My guess is debate will continue indefinitely. But... many "enthusiasts" are flushing/burying fish... and subsequently "exiting" the hobby. Twenty-years ago it was NOT this hard... and today... I know 10x the chemistry & biology compared to what I knew when I started this hobby 20yrs ago. People may argue about disease or supplier-intermediate-incubation today... However twenty years ago people were arguing about using dynamite to "stun" and collect the fish that eventually "recovered" from the blast.

The bottom line is this:

a. positive flow of water through biologically-active-maximum-surface-area-media coverts ammonia/nitrite/nitrate... oxygen vs deprived is for advanced.
b. Under-gravel provides positive flow & huge-media-surface-area.
c. Layered substrate coarse/medium/fine separated by-screens provides minimal penetration of macro-waste and excellent fluid-flow characteristics.
d. CFD/Fluid dynamics predicts zero-incentive for flow to penetrate live-rock clusters.
e. Death is the number-1 reason for "enthusiastic" hobby-ists to "give up."
f. Success by newbies is the best way to propagate the hobby.

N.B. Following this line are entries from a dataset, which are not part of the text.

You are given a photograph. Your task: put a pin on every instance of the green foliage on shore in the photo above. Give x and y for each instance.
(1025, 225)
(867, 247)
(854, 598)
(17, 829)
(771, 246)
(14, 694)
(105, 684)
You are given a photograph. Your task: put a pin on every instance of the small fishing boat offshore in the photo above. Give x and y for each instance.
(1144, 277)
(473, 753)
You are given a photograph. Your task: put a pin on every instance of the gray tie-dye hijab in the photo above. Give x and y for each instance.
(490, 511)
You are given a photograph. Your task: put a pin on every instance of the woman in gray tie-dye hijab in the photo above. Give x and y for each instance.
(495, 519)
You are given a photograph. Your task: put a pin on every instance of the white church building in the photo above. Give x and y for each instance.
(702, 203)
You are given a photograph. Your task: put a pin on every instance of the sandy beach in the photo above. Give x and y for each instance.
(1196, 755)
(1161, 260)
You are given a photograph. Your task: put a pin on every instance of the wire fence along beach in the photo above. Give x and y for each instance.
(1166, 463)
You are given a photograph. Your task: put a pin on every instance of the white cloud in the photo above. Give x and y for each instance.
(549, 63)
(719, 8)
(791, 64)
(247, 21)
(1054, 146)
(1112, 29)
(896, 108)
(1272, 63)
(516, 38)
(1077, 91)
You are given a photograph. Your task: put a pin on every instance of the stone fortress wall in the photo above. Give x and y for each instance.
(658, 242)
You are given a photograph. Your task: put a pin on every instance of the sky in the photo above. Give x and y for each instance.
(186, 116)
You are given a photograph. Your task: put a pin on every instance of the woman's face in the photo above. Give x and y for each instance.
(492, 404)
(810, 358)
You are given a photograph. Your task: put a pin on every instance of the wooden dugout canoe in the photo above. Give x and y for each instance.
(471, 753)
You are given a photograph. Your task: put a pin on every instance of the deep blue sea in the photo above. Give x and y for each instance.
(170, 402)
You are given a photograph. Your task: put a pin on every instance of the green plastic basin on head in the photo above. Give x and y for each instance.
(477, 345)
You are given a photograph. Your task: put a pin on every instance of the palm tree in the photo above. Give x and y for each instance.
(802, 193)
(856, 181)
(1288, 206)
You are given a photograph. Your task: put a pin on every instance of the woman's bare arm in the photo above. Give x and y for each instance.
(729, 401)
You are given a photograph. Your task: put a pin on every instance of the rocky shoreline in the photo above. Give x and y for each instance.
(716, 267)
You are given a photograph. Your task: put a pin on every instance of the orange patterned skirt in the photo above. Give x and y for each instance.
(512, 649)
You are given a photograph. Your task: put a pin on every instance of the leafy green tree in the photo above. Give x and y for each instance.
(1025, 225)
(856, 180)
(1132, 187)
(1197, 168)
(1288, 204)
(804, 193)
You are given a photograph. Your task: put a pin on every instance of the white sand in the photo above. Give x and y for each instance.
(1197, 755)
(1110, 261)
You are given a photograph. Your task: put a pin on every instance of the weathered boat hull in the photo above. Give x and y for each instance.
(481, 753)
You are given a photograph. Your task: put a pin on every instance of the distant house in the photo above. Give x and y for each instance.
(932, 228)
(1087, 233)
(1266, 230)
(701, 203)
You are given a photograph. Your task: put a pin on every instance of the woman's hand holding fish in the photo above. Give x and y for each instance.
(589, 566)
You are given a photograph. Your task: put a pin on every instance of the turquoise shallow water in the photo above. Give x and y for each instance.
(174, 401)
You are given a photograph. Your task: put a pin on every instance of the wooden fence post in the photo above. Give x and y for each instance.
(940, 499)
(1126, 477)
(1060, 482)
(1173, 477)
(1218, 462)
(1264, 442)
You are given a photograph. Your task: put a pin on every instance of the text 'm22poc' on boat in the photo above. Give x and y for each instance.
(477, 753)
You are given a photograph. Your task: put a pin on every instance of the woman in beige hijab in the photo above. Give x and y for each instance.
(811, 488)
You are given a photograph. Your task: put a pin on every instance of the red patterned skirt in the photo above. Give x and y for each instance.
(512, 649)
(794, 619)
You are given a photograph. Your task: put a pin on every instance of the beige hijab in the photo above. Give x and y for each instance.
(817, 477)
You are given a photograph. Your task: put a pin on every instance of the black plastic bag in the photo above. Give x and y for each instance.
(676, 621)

Again, sorry to interrupt anyone's agenda... but the "organic-natural" filtration method may not be working for the average hobbyist. Death sucks. And... robust methods for biological filtration are a definite positive that can eliminate potential for local ammonia/nitrite zones... an EXCELLENT starting point for an enthusiastic beginner.

Searching the web provides seven answers for one newbie question.

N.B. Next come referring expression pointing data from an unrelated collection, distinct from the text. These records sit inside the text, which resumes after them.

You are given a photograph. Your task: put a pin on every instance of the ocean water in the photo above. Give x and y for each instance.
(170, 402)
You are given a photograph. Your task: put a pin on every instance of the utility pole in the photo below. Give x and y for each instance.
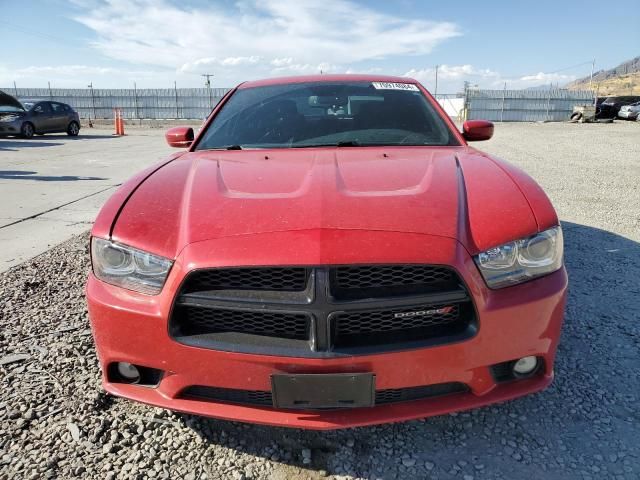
(175, 89)
(135, 101)
(93, 102)
(207, 84)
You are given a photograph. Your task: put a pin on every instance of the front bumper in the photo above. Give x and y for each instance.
(10, 128)
(514, 322)
(628, 114)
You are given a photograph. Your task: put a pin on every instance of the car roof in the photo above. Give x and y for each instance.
(347, 77)
(9, 100)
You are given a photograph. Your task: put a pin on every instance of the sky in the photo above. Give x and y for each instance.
(154, 43)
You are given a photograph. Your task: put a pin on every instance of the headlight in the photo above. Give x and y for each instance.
(522, 260)
(128, 267)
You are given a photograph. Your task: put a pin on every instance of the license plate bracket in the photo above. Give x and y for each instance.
(317, 391)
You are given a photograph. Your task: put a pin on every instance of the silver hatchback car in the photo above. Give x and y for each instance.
(31, 117)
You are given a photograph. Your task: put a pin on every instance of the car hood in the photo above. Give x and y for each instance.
(7, 100)
(454, 192)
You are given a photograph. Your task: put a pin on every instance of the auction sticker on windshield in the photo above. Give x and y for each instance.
(394, 86)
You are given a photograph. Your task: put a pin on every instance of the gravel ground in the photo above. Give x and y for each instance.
(55, 422)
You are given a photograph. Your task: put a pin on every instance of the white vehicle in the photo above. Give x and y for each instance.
(630, 111)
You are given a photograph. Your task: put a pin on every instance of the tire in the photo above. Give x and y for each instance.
(73, 129)
(27, 130)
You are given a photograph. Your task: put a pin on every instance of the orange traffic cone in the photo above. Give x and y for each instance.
(121, 123)
(115, 122)
(118, 122)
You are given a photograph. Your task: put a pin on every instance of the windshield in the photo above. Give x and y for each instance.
(10, 108)
(327, 114)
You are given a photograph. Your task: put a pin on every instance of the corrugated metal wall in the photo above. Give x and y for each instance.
(196, 103)
(160, 103)
(524, 105)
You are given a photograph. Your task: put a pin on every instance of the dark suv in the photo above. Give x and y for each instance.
(610, 107)
(30, 117)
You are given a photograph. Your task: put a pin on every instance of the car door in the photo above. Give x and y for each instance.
(59, 117)
(41, 117)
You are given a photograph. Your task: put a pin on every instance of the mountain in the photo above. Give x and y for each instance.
(621, 80)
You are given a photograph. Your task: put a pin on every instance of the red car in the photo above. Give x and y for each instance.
(328, 252)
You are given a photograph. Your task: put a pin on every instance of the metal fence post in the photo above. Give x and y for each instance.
(175, 89)
(504, 93)
(135, 100)
(548, 102)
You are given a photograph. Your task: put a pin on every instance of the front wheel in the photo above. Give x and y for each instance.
(73, 129)
(27, 130)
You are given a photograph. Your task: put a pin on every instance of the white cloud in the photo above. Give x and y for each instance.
(258, 37)
(451, 78)
(76, 76)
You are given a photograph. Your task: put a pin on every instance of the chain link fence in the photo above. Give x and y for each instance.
(553, 105)
(196, 103)
(155, 103)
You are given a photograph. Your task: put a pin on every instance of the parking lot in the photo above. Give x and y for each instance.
(55, 423)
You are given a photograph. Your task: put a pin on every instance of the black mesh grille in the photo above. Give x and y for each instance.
(261, 278)
(359, 281)
(395, 395)
(229, 395)
(420, 316)
(263, 398)
(415, 323)
(195, 321)
(331, 308)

A clear & concise simple manual for newbies & intermediate hobbyists which provides a high success rate is a great way to energize new members. From my experience... live-rock & thin-sand-display-tank... ain't it.

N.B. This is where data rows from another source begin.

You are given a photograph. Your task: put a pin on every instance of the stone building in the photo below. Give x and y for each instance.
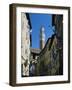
(50, 59)
(25, 44)
(58, 23)
(46, 60)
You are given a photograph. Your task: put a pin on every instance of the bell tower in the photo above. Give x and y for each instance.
(42, 37)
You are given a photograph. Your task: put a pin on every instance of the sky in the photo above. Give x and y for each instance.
(38, 20)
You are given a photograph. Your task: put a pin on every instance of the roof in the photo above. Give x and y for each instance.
(35, 50)
(50, 44)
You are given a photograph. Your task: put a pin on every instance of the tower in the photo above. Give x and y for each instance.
(42, 37)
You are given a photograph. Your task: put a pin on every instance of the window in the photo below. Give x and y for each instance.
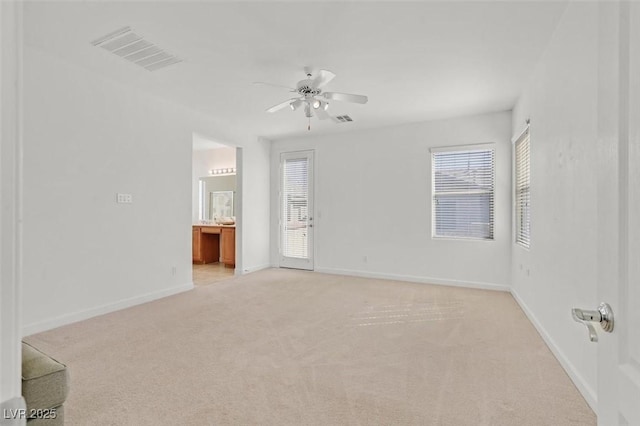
(463, 192)
(523, 191)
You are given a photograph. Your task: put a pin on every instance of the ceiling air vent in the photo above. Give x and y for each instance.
(132, 47)
(344, 118)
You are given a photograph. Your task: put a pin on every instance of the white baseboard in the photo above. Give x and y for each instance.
(101, 310)
(13, 412)
(254, 269)
(415, 279)
(587, 391)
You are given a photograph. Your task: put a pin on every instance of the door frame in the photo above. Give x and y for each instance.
(618, 98)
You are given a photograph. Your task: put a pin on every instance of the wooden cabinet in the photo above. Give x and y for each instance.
(211, 244)
(228, 246)
(205, 247)
(195, 245)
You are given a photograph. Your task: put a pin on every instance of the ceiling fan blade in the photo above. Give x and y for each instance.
(323, 77)
(262, 83)
(282, 105)
(346, 97)
(321, 113)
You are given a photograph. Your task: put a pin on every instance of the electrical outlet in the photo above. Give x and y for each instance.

Refugium... yes... DSB... Yes... Calupera... yes... skimmer-pinwheel...yes...UV...yes... bio-balls...yes... cleaner-shrimp... yes... 100-micron bags...yes...Phosguard...yes...RO...yes... blah...blah...blah... sporatic success-today... twenty years ago...simple... none of this...but with much-higher-success... priceless.
 
I have to say, I believe your thinking is a bit dated.

Nobody uses under gravel filters anymore, other than the guys that have been running them since the 90s. There are proven methods of acclimating and quarantining new fish to decrease the chances of losing a fish within a few days. Maybe its something you're doing wrong.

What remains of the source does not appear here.